Sampling methods: getting the right participants
- Random sampling (random selection): every member of the population has an equal chance of being selected; aims to generalize findings to the population.
- Representative sampling: ensure subgroups are included proportionally to their presence in the population (e.g., selecting 50 freshmen, 50 sophomores, etc., from a class to reflect class composition).
- The random-number example from the transcript illustrates a simple random approach to assignment or sampling (e.g., using odds vs. evens).
- When causation is the goal, experiments with random assignment to IV conditions strengthen causal inferences.
Ethics in research with human participants
- Informed consent: participants must be informed about what they will do, their rights, and potential risks; participation is voluntary.
- In education research, students can choose to participate in experiments or complete alternative tasks (e.g., article quizzes) to fulfill requirements.
- Deception: allowed only when justified, not harmful, and followed by debriefing; deception must not cause major distress or risk.
- Confidentiality: personal data must be protected; information should be kept private and secured.
- Minimal risk and protection: researchers must minimize potential harm; if deception is used, participants should be debriefed afterwards to explain the study’s purpose and their role.
- Historical ethics example:
- A classic social-psychology observation involved smoke filling a room during a staged experiment; researchers studied how long a participant would wait to report smoke when others were present to see if conformity or diffusion of responsibility affected behavior.
- Another ethical example relates to the 1960s Woolworth’s department store fire in England, where survivors reported social norms (e.g., paying a bill) affected their actions; this highlighted group dynamics and safety considerations.
- Real-world note: deception and ethics are designed to protect participants while allowing researchers to study phenomena that cannot be observed without some manipulation or controlled setting.

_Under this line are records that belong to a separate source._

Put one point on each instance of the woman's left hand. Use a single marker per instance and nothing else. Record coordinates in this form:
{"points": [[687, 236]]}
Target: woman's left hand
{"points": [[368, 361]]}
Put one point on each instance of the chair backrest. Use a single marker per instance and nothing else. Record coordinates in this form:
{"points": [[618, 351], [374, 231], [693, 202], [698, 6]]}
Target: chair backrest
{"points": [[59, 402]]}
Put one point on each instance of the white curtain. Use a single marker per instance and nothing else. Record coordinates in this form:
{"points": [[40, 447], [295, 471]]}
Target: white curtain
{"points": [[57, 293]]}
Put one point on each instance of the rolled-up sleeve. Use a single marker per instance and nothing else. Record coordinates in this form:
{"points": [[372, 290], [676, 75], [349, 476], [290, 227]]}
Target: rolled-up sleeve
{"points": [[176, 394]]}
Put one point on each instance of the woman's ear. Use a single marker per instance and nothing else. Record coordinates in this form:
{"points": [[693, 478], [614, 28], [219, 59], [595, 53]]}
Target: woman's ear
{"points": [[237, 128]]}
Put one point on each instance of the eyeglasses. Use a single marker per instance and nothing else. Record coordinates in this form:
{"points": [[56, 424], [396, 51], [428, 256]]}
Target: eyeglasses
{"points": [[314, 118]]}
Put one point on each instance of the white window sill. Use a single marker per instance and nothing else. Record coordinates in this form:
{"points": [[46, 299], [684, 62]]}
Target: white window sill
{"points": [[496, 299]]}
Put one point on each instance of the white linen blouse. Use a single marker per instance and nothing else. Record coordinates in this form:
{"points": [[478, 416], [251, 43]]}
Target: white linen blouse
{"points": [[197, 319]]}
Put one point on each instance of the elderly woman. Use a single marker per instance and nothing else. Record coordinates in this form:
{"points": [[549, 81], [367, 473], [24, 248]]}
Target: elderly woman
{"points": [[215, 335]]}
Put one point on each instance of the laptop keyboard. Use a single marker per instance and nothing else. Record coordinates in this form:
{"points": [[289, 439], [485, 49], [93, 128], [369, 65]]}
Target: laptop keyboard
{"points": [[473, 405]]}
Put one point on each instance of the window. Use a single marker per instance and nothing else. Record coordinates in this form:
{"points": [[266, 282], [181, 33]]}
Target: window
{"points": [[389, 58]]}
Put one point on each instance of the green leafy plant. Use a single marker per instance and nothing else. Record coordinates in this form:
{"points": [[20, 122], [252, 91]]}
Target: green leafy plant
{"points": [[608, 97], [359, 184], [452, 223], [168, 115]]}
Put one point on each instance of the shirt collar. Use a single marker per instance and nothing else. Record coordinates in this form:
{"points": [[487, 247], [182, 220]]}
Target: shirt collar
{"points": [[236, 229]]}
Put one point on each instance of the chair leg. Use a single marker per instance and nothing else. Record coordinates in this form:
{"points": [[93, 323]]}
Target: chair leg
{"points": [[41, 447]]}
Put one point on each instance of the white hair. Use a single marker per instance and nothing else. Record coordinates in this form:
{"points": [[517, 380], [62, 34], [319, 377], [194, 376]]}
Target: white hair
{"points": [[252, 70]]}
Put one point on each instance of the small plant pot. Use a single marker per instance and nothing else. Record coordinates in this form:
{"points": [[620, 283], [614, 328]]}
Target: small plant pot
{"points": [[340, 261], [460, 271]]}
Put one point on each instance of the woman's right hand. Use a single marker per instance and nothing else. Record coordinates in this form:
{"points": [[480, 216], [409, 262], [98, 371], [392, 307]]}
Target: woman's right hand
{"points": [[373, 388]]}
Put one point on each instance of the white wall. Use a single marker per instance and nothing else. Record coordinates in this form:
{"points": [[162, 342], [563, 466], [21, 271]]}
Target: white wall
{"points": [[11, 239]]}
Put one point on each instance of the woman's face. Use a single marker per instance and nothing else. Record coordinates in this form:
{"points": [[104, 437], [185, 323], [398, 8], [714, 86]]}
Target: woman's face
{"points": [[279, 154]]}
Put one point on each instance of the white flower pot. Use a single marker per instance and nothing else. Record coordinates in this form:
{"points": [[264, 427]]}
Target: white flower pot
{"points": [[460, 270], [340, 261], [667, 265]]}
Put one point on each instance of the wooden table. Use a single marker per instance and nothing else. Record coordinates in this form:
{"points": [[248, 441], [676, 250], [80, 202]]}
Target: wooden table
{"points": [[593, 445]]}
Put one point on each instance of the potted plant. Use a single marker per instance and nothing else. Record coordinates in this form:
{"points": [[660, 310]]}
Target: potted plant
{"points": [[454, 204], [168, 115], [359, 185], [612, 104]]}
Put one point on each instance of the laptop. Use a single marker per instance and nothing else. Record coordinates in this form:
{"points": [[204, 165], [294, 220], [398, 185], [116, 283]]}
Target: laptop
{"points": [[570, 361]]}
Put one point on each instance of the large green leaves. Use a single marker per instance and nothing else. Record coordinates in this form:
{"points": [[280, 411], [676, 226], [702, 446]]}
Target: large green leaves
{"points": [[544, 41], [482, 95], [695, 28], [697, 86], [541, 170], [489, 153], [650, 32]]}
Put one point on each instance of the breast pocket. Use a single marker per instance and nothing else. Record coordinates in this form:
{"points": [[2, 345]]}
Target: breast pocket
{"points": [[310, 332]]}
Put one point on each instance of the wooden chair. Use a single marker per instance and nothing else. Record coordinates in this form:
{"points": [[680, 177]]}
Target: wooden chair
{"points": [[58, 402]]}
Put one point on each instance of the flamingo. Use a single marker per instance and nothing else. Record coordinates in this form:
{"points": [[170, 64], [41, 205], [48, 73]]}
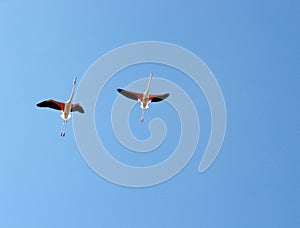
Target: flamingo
{"points": [[64, 107], [145, 98]]}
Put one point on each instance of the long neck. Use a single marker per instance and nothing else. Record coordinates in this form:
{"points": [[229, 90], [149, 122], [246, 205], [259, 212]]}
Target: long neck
{"points": [[148, 86], [72, 94]]}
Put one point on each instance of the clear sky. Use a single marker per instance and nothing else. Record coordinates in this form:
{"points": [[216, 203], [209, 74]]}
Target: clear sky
{"points": [[253, 49]]}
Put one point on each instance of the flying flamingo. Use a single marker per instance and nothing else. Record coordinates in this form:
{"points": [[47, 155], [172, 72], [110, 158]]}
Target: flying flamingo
{"points": [[64, 107], [145, 98]]}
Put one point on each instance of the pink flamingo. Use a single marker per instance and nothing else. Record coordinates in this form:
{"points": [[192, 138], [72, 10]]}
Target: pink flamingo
{"points": [[64, 107], [145, 98]]}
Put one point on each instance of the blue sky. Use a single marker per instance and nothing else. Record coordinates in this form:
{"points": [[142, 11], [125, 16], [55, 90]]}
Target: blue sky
{"points": [[252, 47]]}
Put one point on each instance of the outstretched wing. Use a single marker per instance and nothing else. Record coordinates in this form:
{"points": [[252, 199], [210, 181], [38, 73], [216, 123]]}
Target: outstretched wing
{"points": [[131, 95], [52, 104], [158, 97], [77, 108]]}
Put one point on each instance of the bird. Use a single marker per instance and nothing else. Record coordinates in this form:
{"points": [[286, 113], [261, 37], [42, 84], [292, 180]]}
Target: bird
{"points": [[64, 107], [144, 98]]}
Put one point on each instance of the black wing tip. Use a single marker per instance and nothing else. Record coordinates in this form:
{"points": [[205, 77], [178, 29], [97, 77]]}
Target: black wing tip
{"points": [[40, 104]]}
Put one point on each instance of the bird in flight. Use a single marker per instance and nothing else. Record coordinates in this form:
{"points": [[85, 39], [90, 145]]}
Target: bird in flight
{"points": [[64, 107], [145, 98]]}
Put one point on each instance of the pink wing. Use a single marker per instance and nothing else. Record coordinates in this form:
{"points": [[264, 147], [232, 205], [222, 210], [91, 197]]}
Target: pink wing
{"points": [[131, 95], [52, 104], [77, 108], [158, 97]]}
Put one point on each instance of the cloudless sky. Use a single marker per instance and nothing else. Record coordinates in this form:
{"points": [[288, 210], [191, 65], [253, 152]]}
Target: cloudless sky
{"points": [[253, 49]]}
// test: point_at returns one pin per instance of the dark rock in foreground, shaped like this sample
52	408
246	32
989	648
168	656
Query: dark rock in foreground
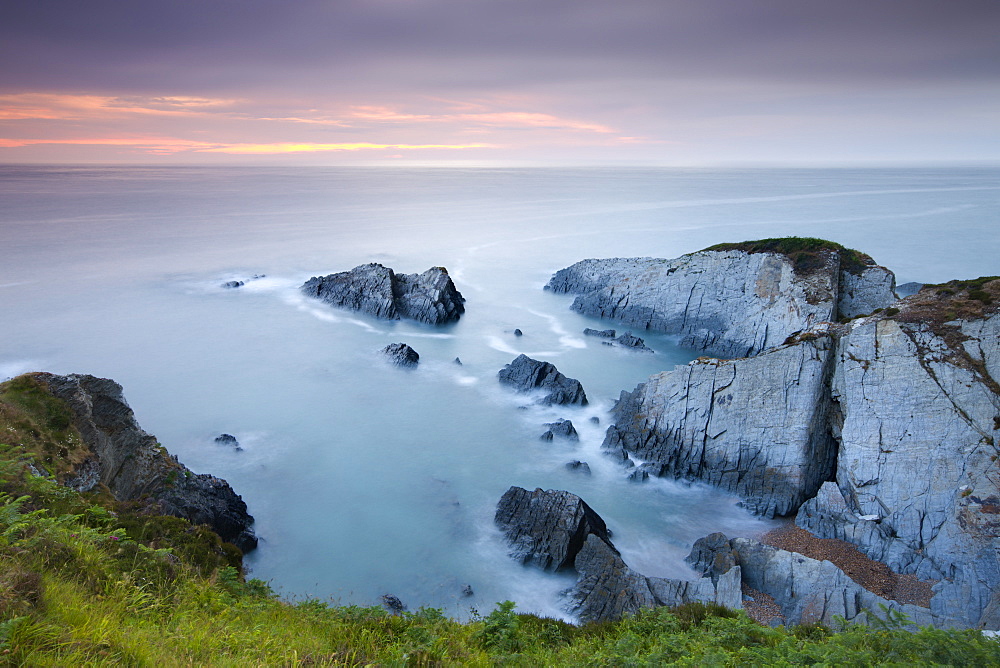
526	375
547	528
401	354
374	289
562	429
132	465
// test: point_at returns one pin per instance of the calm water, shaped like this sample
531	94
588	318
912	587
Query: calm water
366	479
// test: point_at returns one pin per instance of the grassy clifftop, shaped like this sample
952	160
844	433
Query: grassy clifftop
85	580
806	253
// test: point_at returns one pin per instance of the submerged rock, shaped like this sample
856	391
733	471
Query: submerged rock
132	465
547	528
755	427
600	333
556	530
527	375
562	429
376	290
401	354
733	300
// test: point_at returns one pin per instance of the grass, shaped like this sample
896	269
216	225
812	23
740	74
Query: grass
88	582
808	254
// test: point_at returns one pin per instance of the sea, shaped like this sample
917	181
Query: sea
367	479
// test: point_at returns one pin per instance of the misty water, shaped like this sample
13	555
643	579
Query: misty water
365	478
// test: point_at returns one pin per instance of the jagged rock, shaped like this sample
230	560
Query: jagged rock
917	409
557	530
393	604
562	429
907	289
132	465
528	375
627	340
547	528
731	302
401	354
608	589
600	333
755	426
807	590
374	289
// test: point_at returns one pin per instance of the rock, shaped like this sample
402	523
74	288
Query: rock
736	301
808	591
547	528
376	290
756	427
528	375
601	333
627	340
556	530
562	429
907	289
393	604
132	465
608	589
401	354
917	408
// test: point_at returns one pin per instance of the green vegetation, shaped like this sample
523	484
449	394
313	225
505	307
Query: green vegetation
807	254
85	580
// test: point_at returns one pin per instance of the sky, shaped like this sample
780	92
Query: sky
500	82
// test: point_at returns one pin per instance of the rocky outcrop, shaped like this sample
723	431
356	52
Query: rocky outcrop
528	375
608	589
132	465
917	478
807	590
756	427
377	290
547	528
599	333
401	354
562	429
629	340
730	302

Practice implications and real-world relevance
- Replication and scientific integrity impact human health and public policy (e.g., misinformation about vaccines and autism; replication failures reduced spread of false claims and improved public health trust).
- Operational definitions matter for reproducibility; clearly defining what counts as a variable (e.g., what constitutes “violent behavior”) ensures that different researchers measuring the same construct can compare results.
- Ethical conduct in research protects participants and preserves the credibility of science, which in turn informs better decisions in medicine, education, and public policy.
- Understanding correlation vs. causation helps critically evaluate media headlines and scientific claims encountered in daily life.
- A strong scientific mindset combines curiosity, skepticism, rigorous methods, transparent reporting, and a commitment to replication and refinement of knowledge.